Abbiamo definito un nuovo paradigma di lavoro per Internet of Things: quello del fast & lean product development. Un prototipo creato con tecnologie DQuid, e in particolare con DQuid IO, non è throw-away, ovvero non si butta via quando si deve passare alla fase di produzione. DQuid lavora con i migliori costruttori internazionali di tecnologie per l’IoT per fornire ai propri clienti sistemi industry-grade e scalabili che, con un SDK unificato per tutti i prodotti e i settori, permette a una vasta audience di developer di proporre contenuti connessi in modo agile.
Un altro vantaggio è l’enorme portfolio di tecnologie wired e wireless a disposizione per connettere praticamente qualsiasi oggetto. E se un oggetto e il suo linguaggio non sono in libreria, creare un driver è questione di pochissimi giorni.

Collaborate anche direttamente con aziende costruttrici?
Sì, in vari settori: automotive, home automation, macchine agricole e altri.

DQuid deveolpment kitOltre all’SDK compatibile con iOS, leggiamo nel vostro profilo che sviluppate anche per CarPlay. Che importanza ha nella vostra attività l’ecosistema Apple e che ne pensate di esso?
DQuid ha iniziato a lavorare su Internet of Things nel 2009, anno in cui Apple ha aperto iPhone alla comunicazione dati con oggetti esterni. Da allora DQuid ha implementato in maniera proprietaria tutti i framework Apple MFi: iAP, iAP2, CarPlay e stiamo lavorando su HomeKit. Come detto prima, reputiamo Apple CarPlay il sistema di riferimento per IoT e siamo molto orgogliosi di avere questa tecnologia disponibile tra i primi al mondo nella nostra offerta per componentisti e costruttori auto. Non lavoriamo però solamente su Apple: stiamo seguendo con attenzione le tecnologie Android per le auto e smart home e già ora forniamo il nostro SDK di base anche per Android.
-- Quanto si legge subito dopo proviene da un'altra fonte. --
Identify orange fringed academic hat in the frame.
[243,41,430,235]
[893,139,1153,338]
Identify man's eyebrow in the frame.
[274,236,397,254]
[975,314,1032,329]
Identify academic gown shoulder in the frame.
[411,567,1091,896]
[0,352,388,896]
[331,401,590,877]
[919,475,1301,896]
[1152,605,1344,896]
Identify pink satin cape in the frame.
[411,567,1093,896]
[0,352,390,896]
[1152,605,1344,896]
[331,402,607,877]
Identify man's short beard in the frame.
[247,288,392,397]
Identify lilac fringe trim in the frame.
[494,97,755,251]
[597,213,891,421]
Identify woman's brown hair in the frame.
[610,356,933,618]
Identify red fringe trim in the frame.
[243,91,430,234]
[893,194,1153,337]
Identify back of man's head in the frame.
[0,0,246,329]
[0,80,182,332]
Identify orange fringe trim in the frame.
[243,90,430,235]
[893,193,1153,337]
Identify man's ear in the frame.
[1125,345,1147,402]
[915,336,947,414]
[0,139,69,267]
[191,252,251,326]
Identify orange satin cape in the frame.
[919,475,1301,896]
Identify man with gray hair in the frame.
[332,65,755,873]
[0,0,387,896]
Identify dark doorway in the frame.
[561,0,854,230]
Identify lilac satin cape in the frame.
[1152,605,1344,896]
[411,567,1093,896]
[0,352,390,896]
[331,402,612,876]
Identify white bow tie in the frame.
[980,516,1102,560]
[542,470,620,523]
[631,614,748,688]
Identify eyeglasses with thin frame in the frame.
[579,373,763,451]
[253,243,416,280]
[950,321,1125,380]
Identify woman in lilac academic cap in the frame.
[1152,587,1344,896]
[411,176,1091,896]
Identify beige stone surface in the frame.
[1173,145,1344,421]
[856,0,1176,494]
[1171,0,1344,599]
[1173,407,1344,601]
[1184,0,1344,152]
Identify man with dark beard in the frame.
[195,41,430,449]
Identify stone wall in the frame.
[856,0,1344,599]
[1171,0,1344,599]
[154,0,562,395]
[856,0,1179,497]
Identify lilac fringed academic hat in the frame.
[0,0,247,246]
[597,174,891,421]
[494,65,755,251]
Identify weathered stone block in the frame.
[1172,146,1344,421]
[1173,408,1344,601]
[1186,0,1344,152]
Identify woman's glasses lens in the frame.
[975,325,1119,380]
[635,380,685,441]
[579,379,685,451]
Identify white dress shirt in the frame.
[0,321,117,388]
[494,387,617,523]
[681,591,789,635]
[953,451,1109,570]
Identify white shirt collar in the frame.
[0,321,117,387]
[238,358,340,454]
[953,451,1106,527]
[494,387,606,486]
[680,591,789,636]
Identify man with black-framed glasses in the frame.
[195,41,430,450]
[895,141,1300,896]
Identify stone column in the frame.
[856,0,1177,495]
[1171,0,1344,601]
Sappiamo che avete siglato un accordo di commercializzazione con Graphiland per l’Italia: vendete e operate anche all’estero?
Sì, abbiamo aperto quest’anno una sede a Sunnyvale, nel cuore della Silicon Valley. Crediamo che l’ecosistema Internet of Things non abbia confini settoriali, né nazionali e vogliamo approfittare delle opportunità interessanti della globalizzazione. Si può essere una piccola azienda, ma al contempo lavorare in un contesto internazionale che anzi diventa l’unica dimensione possibile per poter affermare le proprie tecnologie a livello globale.
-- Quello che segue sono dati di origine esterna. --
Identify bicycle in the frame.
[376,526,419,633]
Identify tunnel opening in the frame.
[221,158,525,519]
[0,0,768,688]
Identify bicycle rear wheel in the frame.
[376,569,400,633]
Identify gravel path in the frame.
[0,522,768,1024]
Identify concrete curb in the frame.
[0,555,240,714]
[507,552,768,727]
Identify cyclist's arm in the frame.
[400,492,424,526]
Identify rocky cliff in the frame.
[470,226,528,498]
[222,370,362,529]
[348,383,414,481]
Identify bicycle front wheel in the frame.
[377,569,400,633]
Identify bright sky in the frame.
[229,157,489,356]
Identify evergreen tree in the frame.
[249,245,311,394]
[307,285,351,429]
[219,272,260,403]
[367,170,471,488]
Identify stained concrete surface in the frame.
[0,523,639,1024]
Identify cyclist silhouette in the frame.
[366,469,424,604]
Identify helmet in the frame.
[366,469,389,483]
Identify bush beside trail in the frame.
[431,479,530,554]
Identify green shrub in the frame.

Potete dirci qualcosa riguardo a progetti o sviluppi futuri della piattaforma DQuid?
Certo: ora stiamo lavorando molto sulla chiusura della app ufficiale DQuid, che sarà una vera sorpresa per le modalità innovative con cui presenterà alla community gli oggetti connessi disponibili. Nell’ultimo periodo dell’anno abbiamo anche in cantiere una versione dell’SDK basata su JavaScript che porterà al rilascio di alcune parti della tecnologie in open source.